Chagos islanders cannot return home, says Supreme Court
Former residents of the Chagos Islands who were forcibly removed from their homeland more than 40 years ago have lost their legal challenge to return.
Families left the Indian Ocean islands in the 1960s and 70s to make way for a US Air Force base on Diego Garcia, the largest of the group of islands.
An Immigration Order preventing anyone from going back was issued in 1971.
The Supreme Court - UK's highest court - upheld a 2008 House of Lords ruling that the exiles could not return.
Olivier Bancoult, the Chagossian leader who has been fighting in the courts on behalf of the islanders, had argued that decision should be set aside.
In the latest challenge, justices were told it relied heavily on a 2002 feasibility study into resettlement, which concluded that the costs of long-term inhabitation of the outer islands would be prohibitive and life there precarious.

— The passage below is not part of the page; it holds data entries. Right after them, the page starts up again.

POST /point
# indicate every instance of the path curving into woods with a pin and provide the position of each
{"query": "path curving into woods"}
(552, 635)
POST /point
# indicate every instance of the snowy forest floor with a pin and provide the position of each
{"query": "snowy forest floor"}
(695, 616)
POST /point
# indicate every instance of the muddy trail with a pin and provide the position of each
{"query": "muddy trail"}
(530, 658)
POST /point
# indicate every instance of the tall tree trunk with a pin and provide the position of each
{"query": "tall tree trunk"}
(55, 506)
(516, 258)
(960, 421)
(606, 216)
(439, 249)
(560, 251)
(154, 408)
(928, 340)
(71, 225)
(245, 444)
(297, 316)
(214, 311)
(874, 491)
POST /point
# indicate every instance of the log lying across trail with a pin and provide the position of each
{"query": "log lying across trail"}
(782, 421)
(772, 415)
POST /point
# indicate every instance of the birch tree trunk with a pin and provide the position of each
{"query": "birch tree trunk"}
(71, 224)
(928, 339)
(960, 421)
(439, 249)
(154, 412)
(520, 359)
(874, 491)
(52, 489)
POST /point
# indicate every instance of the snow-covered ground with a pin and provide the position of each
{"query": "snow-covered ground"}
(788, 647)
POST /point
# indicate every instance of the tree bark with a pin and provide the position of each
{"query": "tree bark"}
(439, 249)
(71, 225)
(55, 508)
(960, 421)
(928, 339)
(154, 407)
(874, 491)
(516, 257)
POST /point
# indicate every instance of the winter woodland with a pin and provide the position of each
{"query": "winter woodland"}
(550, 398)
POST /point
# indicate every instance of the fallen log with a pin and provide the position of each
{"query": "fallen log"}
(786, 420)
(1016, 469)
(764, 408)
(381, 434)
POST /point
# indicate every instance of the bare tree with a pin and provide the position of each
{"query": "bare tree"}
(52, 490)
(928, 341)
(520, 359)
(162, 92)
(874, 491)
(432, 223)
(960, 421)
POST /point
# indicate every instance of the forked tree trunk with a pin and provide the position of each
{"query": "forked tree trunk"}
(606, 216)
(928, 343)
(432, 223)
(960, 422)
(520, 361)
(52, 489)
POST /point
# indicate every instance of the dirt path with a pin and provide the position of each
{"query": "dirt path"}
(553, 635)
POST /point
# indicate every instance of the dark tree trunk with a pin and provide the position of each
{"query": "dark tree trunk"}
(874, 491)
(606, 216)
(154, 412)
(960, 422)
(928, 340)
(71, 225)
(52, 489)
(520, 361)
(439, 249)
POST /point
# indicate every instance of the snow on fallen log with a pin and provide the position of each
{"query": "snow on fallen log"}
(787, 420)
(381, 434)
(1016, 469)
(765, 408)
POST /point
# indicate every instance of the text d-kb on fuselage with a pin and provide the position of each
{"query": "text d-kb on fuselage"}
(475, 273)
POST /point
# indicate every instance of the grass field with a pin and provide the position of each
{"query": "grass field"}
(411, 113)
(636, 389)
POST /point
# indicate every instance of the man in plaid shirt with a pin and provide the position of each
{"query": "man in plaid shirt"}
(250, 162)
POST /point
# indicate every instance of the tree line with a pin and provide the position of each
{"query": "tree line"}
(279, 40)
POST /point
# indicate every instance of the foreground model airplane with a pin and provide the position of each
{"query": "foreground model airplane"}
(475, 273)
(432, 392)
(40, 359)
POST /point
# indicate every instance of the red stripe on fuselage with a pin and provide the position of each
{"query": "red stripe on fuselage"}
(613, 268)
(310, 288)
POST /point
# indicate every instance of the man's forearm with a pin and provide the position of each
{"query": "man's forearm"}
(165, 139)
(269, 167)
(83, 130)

Information about the feasibility study was not disclosed before the decision was made, the islanders said.
But the five justices dismissed the islanders' appeal by a majority of three to two - the same numerical split as the Law Lords in 2008.
Sabrina Jean from Crawley, West Sussex, chairs the Chagos Refugees UK group. Her father was originally from Chagos Island and is one of the 3,000-strong Chagossian community who live in the town, which is near Gatwick Airport.
She told BBC Sussex: "We are disappointed about the result but we will never give up. We will continue our fight to find justice for the Chagossian community. All the people have the right to live on the islands."
At Prime Minister's Questions on Wednesday, Henry Smith, MP for Crawley asked David Cameron if it would be a good legacy to allow the islanders to return.
Mr Cameron said the National Security Council was considering the case and had looked at the alternative options and costs.
"We will be making an announcement in the coming months," he said.
Stefan Donnelly, of the UK Chagos Support Association, said the decision was "disappointing" after decades of "peaceful and powerful" campaigning but "justice is still within reach though".
"It is ministers' responsibility to conclude their long-running policy review on the resettlement of the Chagos Islands," he said.
"Chagossians are our fellow citizens and we need to stand together and demand ministers get started on a fair return programme now."
TV presenter Ben Fogle has supported the campaign.
He said it was "hard to accept the ruling", but added: "The government's own policy review has already concluded that return is feasible, costs are modest and plenty of Chagossians are ready to go.
"So this fight for justice will continue - and grow."
UKIP's Commonwealth spokesman James Carver MEP said he was "dismayed" by the ruling, saying: "This moral injustice continues to be a stain on our history."
The Supreme Court case was the latest in a long legal battle over the right of the islanders to return.
In 2000, High Court judges ruled that Chagossians could return to 65 of the islands, but not to Diego Garcia.
In 2004, the government used the royal prerogative - exercised by ministers in the Queen's name - to effectively nullify the decision.
Then in 2007, the court overturned that order and rejected the government's argument that the royal prerogative was immune from scrutiny.
However, the following year the government won an appeal, with the House of Lords ruling the exiles could not return.
Labour leader Jeremy Corbyn has been a long-standing supporter of their campaign to go back.